The Air Force acquired the F-22 to penetrate the Soviet Union and face its fleet of Su-27 fighters. The Times reasons that, because the USSR disappeared, so did our need for the Raptor. Even if the paper is correct—it’s not—there is one nation that indisputably requires the plane today. Japan at this moment is threatened by China’s growing fleet of Su-27s and has to replace aging F-4’s.

Prime Minister Shinzo Abe raised the F-22 issue with President Bush during their summit this April. Japan would like to buy or build them under license from Lockheed Martin, the plane’s prime contractor. U.S. law prohibits the sale or license of America’s most capable fighter, and a recent attempt to end the ban failed earlier this year. Nonetheless, talk of Raptor sales just won’t go away.

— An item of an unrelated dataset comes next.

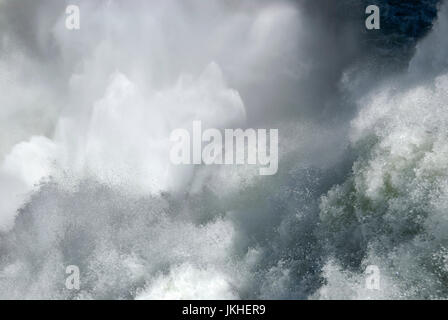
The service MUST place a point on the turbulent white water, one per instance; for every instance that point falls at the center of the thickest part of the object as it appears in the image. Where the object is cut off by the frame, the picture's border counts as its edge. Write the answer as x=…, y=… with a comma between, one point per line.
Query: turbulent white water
x=85, y=177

Not only do the Japanese need to buy them, we have a compelling need to sell them. The Air Force has scaled back substantially its plans to acquire F-22′s, in part because of their cost—about $130 million per plane. The cutback not only threatens the Raptor program and jobs in Georgia, Texas, and California, but also undermines our industrial base. Selling F-22’s to Japan today preserves our capacity to build even more sophisticated fighters tomorrow.

Japan is just about the only suitable purchaser. Its wallet is large enough; it’s an ally that can be counted on to keep the plane’s secrets safe. We should arm allies that will fight on our side in the event of a large-scale conflict in Asia, which is increasingly likely, despite what the Times may think. America needs Raptors, and we need Japan to have them, too.